Il y a 60 ans, en 1953, avec le procès de jugeant le massacre d'Oradour-sur-Glane en Haute-Vienne perpétré le 10 juin 1944 par la division "Das Reich" de la Waffen-SS, la France découvrit le drame des « malgré-nous » alsaciens. En faisant l'amalgame entre les Alsaciens et les tortionnaires allemands, le tribunal contribua à entretenir le malentendu entre la France et l'histoire de l'Alsace. Un malentendu qui perdure encore aujourd'hui.

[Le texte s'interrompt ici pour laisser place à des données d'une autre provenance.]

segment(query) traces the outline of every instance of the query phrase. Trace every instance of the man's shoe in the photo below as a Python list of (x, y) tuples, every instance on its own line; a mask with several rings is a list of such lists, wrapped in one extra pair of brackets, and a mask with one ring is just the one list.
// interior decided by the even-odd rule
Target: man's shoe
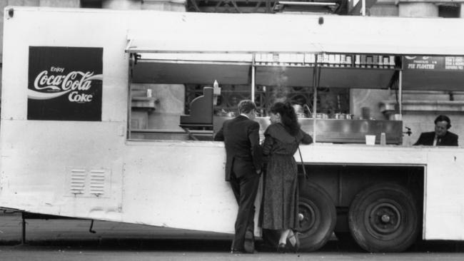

Il n’y a pas que sur le sort des prisonniers de guerre allemands qu’un voile pudique a été jeté après-guerre, mais également sur nos propres compatriotes alsaciens, incorporés de force dans l’armée allemande lorsque Vichy a livré l’Alsace-Moselle à l’annexion nazie en 1940. Vichy, pas plus que Londres, ne réagiront en 1942 à l’appel sous les drapeaux à croix gammée de 130.000 jeunes Alsaciens mosellans enrôlés de force dans la Wehrmacht, en violation flagrante des dispositions de l’Armistice. Cette incorporation de force était en outre contraire à la convention de la Haye du 18 octobre 1907 concernant les lois et coutumes de la guerre sur terre précisant expressément « qu'il est interdit à un belligérant de forcer les nationaux de la partie adverse à prendre part aux opérations de guerre dirigées contre leur pays ».

De nombreux jeunes Alsaciens tentèrent d’échapper à ce tragique destin, mais peu d'entre eux réussirent à se dérober ou même à s'enfuir vers la zone libre, les frontières de l’Alsace devenue Reichsland étant solidement verrouillées. De plus, considérés comme déserteurs s'ils étaient arrêtés, ils tombaient sous le coup de la loi martiale et risquaient la peine de mort, tandis que leurs familles étaient déportées et leurs biens mis sous séquestre. On comprend dès lors le nom de « malgré-nous » qu’ils se donnèrent et qu’ils revendiquent encore aujourd’hui quand on leur cherche des poux sur leur appartenance nationale…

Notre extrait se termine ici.